Bessie B. Stringfield: Motorcycle Mama & Trailblazer and Passionista You Should Know (Video Below)
Photo: Bessie Stringfield, Harley Davidson riding, legendary Motorcycle Queen.

Passionista Principle: It takes more love to share the saddle than it does to share the bed.

Paige Flori, a twitter and facebook buddy, sent me the sweetest tweet: “@abiolatv: Bessie Stringfield’s spirit reminds me of you! Inspirational, forward and gutsy.

I had never heard about Bessie Stringfield before, but when I researched this Motorcycle Queen  I realized that this was the best tweet ever and an incredible compliment. According to Paige’s Twitter bio she is a “Marketing strategist and master of on-location brand experiences. Filmmaker, connector, passionate idea girl and baseball enthusiast” so I really appreciate her virtual hug.  Thank you, Paige.

So, who was Bessie Stringfield?

Bessie Stringfield was a bad ass bitch. There is no other way to say it. I claim all historical bad ass women and make them my ancestral goddess foremothers. Courageous and outrageous women like Cleopatra, Zora Neale Hurston, Josephine Baker, Marilyn Monroe and Diana Ross.

 Bessie Stringfield was born in Jamaica, West Indies in 1911. See that? She was my Caribbean sistren. Her family then moved to the States but then her parents died when she was only 5 years old. She was adopted by an Irish mother, who gifted Bessie with a 1928 Indian Motorcycle when she was only 16. Madame Bessie took to the motorcycle like a fish to water and a legend was born. Motorcycle folks in the know say to have learned to ride on an Indian is quite extraordinary.

Bessie Stringfield, also known as the Motorcycle Queen of Miami,” is credited with breaking down motorcycle barriers for both women and African Americans. And just to set the record straight she was not riding a pink B.S. Barbie big wheel or a toy bike for girls. Bessie, BB to her friends, was riding a serious Harley Davidson hog. Twenty five Harley Davidson motorcycles in fact, over the course of her adventurous life.

According to Wikipedia, Bessie Stringfield was the first African-American woman to complete a solo cross-country ride and during the 1930s and 1940s she traveled through all of the lower 48 states and rode abroad in Europe, Brazil, and Haiti.” Bessie Stringfield made her first of many cross country motorcycle trip in 1930 at the age of 19. Work it, Lady Bessie!
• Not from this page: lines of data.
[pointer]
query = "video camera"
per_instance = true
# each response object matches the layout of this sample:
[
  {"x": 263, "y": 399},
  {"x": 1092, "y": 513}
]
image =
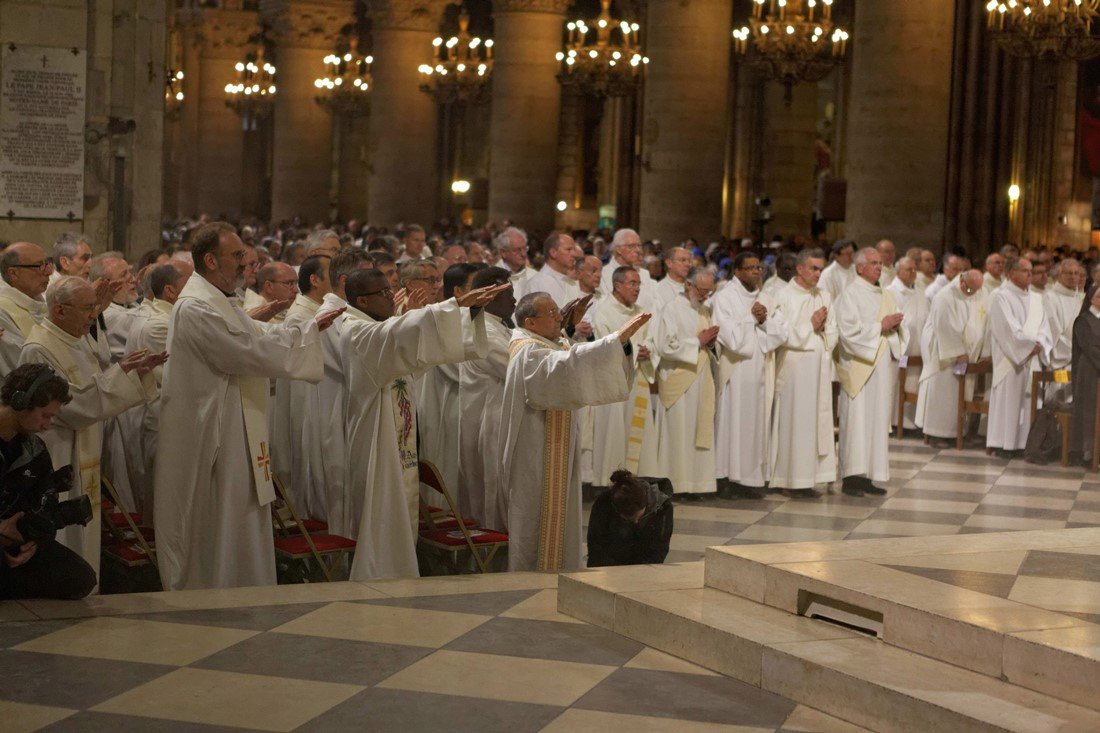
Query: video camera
[{"x": 43, "y": 513}]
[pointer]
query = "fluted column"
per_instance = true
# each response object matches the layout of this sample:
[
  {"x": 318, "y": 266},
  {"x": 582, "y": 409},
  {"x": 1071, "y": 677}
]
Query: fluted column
[
  {"x": 684, "y": 119},
  {"x": 526, "y": 106},
  {"x": 301, "y": 165},
  {"x": 403, "y": 140},
  {"x": 898, "y": 121}
]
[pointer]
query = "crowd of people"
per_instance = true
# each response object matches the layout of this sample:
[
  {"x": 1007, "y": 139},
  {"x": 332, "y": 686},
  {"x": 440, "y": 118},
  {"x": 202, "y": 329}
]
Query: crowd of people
[{"x": 338, "y": 359}]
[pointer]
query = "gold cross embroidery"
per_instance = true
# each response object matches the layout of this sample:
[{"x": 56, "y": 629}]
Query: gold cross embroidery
[{"x": 263, "y": 460}]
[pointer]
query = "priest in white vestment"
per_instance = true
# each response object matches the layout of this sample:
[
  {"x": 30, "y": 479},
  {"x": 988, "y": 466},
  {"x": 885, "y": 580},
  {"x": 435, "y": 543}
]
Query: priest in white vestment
[
  {"x": 1020, "y": 338},
  {"x": 953, "y": 337},
  {"x": 378, "y": 352},
  {"x": 803, "y": 451},
  {"x": 749, "y": 331},
  {"x": 914, "y": 306},
  {"x": 98, "y": 394},
  {"x": 298, "y": 457},
  {"x": 872, "y": 339},
  {"x": 678, "y": 263},
  {"x": 25, "y": 271},
  {"x": 557, "y": 274},
  {"x": 540, "y": 458},
  {"x": 839, "y": 273},
  {"x": 683, "y": 339},
  {"x": 624, "y": 434},
  {"x": 151, "y": 335},
  {"x": 481, "y": 394},
  {"x": 213, "y": 483},
  {"x": 343, "y": 506},
  {"x": 1063, "y": 304}
]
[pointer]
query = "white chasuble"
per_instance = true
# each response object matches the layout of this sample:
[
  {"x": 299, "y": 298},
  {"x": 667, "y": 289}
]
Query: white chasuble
[
  {"x": 914, "y": 306},
  {"x": 19, "y": 313},
  {"x": 624, "y": 434},
  {"x": 481, "y": 393},
  {"x": 802, "y": 448},
  {"x": 686, "y": 404},
  {"x": 955, "y": 328},
  {"x": 868, "y": 370},
  {"x": 746, "y": 382},
  {"x": 76, "y": 437},
  {"x": 212, "y": 483},
  {"x": 1016, "y": 323},
  {"x": 382, "y": 481},
  {"x": 540, "y": 455}
]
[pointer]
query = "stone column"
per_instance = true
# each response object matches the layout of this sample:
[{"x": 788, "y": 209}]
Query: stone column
[
  {"x": 684, "y": 119},
  {"x": 526, "y": 105},
  {"x": 301, "y": 151},
  {"x": 403, "y": 145},
  {"x": 898, "y": 121}
]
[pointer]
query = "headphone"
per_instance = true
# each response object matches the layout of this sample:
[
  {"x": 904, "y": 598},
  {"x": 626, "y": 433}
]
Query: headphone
[{"x": 21, "y": 400}]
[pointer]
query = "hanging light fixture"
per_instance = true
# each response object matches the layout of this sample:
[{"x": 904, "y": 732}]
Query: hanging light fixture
[
  {"x": 173, "y": 93},
  {"x": 1056, "y": 30},
  {"x": 344, "y": 89},
  {"x": 461, "y": 67},
  {"x": 605, "y": 61},
  {"x": 252, "y": 96},
  {"x": 794, "y": 41}
]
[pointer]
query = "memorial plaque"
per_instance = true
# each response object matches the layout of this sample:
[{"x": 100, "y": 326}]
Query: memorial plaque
[{"x": 42, "y": 96}]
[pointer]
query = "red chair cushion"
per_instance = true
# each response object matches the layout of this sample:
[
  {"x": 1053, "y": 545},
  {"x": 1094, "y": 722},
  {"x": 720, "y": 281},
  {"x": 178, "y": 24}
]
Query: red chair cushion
[
  {"x": 298, "y": 545},
  {"x": 477, "y": 537}
]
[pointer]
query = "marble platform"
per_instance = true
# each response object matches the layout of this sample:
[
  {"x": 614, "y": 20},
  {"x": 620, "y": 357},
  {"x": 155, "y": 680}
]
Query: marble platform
[{"x": 985, "y": 632}]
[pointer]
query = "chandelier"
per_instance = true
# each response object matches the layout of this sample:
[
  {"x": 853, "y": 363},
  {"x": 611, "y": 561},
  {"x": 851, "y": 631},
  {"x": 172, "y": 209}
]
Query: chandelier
[
  {"x": 1057, "y": 30},
  {"x": 173, "y": 93},
  {"x": 253, "y": 95},
  {"x": 794, "y": 41},
  {"x": 611, "y": 65},
  {"x": 347, "y": 81},
  {"x": 461, "y": 67}
]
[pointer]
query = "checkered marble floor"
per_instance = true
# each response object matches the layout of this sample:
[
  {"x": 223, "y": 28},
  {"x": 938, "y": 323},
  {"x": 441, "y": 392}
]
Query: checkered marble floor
[
  {"x": 930, "y": 492},
  {"x": 486, "y": 654}
]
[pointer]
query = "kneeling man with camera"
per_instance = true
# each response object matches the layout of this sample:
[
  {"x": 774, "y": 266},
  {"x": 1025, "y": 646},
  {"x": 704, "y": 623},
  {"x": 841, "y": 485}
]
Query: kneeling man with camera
[{"x": 32, "y": 562}]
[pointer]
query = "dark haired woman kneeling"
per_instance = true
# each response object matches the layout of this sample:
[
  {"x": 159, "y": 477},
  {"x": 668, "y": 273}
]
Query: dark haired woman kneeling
[{"x": 630, "y": 523}]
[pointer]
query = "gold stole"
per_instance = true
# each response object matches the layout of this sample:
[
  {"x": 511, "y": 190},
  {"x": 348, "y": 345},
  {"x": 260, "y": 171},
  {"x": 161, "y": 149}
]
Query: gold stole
[
  {"x": 556, "y": 460},
  {"x": 254, "y": 392},
  {"x": 681, "y": 380},
  {"x": 854, "y": 375}
]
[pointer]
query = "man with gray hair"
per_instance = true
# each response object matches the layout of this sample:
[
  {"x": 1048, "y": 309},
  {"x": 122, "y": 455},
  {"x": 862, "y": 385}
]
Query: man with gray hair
[
  {"x": 99, "y": 393},
  {"x": 25, "y": 271}
]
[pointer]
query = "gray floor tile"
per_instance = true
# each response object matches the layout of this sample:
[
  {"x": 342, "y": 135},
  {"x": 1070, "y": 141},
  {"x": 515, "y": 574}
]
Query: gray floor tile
[
  {"x": 1064, "y": 566},
  {"x": 261, "y": 617},
  {"x": 488, "y": 604},
  {"x": 548, "y": 639},
  {"x": 316, "y": 658},
  {"x": 64, "y": 681},
  {"x": 686, "y": 697},
  {"x": 92, "y": 722},
  {"x": 386, "y": 711}
]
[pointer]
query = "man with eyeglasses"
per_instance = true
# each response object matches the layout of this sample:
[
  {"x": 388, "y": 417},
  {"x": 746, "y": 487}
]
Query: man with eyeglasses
[
  {"x": 25, "y": 272},
  {"x": 98, "y": 393},
  {"x": 749, "y": 332}
]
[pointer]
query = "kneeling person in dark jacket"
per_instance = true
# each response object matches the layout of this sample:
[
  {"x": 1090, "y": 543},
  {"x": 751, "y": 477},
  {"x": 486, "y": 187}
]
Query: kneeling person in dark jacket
[{"x": 630, "y": 523}]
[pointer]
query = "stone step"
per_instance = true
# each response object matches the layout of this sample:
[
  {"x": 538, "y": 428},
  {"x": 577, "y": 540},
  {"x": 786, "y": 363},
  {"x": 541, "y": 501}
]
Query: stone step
[
  {"x": 1048, "y": 652},
  {"x": 847, "y": 675}
]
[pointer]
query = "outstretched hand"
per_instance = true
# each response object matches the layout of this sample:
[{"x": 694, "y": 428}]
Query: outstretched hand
[
  {"x": 630, "y": 327},
  {"x": 482, "y": 296}
]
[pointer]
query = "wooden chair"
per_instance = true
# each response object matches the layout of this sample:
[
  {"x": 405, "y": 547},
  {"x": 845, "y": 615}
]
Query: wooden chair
[
  {"x": 449, "y": 537},
  {"x": 912, "y": 362},
  {"x": 1064, "y": 416},
  {"x": 294, "y": 540},
  {"x": 974, "y": 406}
]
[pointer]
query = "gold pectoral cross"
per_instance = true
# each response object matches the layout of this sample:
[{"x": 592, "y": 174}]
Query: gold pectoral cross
[{"x": 263, "y": 460}]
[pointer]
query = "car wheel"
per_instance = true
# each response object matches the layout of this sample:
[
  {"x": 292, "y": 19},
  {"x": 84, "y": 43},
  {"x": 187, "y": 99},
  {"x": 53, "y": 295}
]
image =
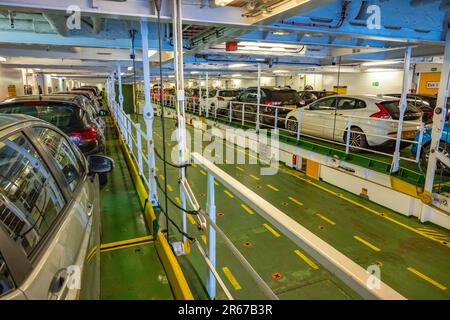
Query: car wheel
[
  {"x": 425, "y": 154},
  {"x": 292, "y": 126},
  {"x": 357, "y": 139},
  {"x": 102, "y": 178}
]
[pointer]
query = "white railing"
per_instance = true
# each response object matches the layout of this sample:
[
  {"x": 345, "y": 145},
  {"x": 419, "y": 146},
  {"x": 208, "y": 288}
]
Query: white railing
[{"x": 380, "y": 135}]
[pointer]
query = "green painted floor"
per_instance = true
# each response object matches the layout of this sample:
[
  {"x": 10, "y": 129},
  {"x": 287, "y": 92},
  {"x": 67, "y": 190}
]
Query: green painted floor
[
  {"x": 129, "y": 272},
  {"x": 414, "y": 265}
]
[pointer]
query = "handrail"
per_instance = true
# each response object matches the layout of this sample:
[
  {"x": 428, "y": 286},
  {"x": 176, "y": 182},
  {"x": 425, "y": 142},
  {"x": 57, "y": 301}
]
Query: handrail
[{"x": 347, "y": 270}]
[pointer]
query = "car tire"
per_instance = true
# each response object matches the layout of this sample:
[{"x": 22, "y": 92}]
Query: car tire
[
  {"x": 358, "y": 139},
  {"x": 292, "y": 126},
  {"x": 103, "y": 178},
  {"x": 425, "y": 152}
]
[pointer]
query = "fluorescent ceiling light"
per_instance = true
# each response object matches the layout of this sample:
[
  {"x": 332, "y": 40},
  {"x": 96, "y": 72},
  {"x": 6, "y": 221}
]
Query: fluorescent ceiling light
[
  {"x": 380, "y": 63},
  {"x": 380, "y": 70},
  {"x": 237, "y": 65}
]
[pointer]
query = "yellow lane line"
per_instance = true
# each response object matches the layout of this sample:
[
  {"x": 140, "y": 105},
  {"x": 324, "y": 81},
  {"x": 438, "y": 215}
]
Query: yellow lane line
[
  {"x": 272, "y": 230},
  {"x": 295, "y": 201},
  {"x": 307, "y": 260},
  {"x": 228, "y": 193},
  {"x": 191, "y": 220},
  {"x": 426, "y": 278},
  {"x": 326, "y": 219},
  {"x": 231, "y": 278},
  {"x": 249, "y": 211},
  {"x": 371, "y": 246}
]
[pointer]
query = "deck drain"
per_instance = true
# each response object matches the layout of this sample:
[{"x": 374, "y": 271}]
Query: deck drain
[
  {"x": 276, "y": 275},
  {"x": 248, "y": 244}
]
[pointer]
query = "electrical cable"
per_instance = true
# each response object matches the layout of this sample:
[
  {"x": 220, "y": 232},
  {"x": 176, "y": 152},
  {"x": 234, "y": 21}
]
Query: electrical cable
[{"x": 161, "y": 86}]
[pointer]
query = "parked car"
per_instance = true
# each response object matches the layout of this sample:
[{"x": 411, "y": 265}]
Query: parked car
[
  {"x": 49, "y": 213},
  {"x": 328, "y": 118},
  {"x": 218, "y": 100},
  {"x": 444, "y": 145},
  {"x": 66, "y": 112},
  {"x": 309, "y": 96},
  {"x": 272, "y": 98},
  {"x": 91, "y": 105},
  {"x": 426, "y": 104}
]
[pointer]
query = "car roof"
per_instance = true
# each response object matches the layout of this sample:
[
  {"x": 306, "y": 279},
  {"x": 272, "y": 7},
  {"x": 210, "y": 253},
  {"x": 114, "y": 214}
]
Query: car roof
[
  {"x": 43, "y": 97},
  {"x": 7, "y": 120}
]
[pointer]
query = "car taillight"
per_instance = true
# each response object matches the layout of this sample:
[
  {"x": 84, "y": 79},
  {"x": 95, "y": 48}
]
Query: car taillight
[
  {"x": 382, "y": 114},
  {"x": 87, "y": 135}
]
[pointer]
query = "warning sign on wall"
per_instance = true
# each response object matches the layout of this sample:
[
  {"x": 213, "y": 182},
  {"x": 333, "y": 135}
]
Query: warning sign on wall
[{"x": 12, "y": 90}]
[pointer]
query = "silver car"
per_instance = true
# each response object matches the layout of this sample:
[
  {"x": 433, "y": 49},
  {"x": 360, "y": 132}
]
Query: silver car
[{"x": 49, "y": 213}]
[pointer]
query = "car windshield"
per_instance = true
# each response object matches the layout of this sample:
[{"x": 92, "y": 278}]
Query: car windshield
[
  {"x": 285, "y": 96},
  {"x": 229, "y": 93},
  {"x": 59, "y": 115}
]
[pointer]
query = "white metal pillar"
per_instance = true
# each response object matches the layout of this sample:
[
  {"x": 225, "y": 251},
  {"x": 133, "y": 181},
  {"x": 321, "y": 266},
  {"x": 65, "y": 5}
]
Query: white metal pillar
[
  {"x": 440, "y": 113},
  {"x": 148, "y": 115},
  {"x": 258, "y": 98},
  {"x": 183, "y": 155},
  {"x": 403, "y": 105}
]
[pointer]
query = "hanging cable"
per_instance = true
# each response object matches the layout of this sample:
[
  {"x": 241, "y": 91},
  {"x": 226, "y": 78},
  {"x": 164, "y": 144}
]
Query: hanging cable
[{"x": 161, "y": 86}]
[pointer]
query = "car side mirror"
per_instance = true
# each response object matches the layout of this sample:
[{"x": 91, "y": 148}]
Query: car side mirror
[
  {"x": 103, "y": 113},
  {"x": 100, "y": 164}
]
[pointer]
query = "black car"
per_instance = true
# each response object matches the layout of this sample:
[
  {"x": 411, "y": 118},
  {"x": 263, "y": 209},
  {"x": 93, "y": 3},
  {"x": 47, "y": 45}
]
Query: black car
[
  {"x": 426, "y": 104},
  {"x": 273, "y": 98},
  {"x": 65, "y": 112},
  {"x": 309, "y": 96}
]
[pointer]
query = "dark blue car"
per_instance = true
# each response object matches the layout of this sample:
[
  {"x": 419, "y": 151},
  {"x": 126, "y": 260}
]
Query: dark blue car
[{"x": 426, "y": 141}]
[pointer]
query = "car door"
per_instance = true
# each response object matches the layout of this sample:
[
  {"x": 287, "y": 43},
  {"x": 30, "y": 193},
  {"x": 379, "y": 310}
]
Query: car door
[
  {"x": 76, "y": 233},
  {"x": 317, "y": 116}
]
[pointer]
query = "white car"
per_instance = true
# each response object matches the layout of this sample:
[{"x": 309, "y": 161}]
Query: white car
[
  {"x": 371, "y": 120},
  {"x": 218, "y": 99}
]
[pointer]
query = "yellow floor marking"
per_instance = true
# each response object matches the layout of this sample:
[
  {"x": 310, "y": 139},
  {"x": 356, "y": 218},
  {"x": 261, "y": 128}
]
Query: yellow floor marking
[
  {"x": 246, "y": 208},
  {"x": 307, "y": 260},
  {"x": 426, "y": 278},
  {"x": 228, "y": 193},
  {"x": 272, "y": 230},
  {"x": 371, "y": 246},
  {"x": 326, "y": 219},
  {"x": 231, "y": 278},
  {"x": 295, "y": 201},
  {"x": 125, "y": 242},
  {"x": 191, "y": 220}
]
In 2002 Bessie Stringfield was inducted posthumously into the AMA Motorcycle Hall of Fame. She died in 1993 at age 82 from an enlarged heart. Just sharing her touching story has my heart charged. Bessie Stringfield was a real live Super Woman.

Wow. I don’t mind being compared to her at all. In fact, I think that I need to step my game up to live up to the legacy of this historical foremother.

Motorcycle riding in our culture is not just about transportation or a symbol of rebellion. After all what would iconic Hollywood outlaw figures like James Dean or Marlon Brando be without their motorcycles. Motorcycles are a symbol of freedom.

Can you imagine being a being a foreign-born black woman in America riding a motorcycle through Jim Crow, the Feminist Movement and the Civil Rights Movement?

Bad ass, Bessie. Bad ass. Power on 2 wheels or 2 legs!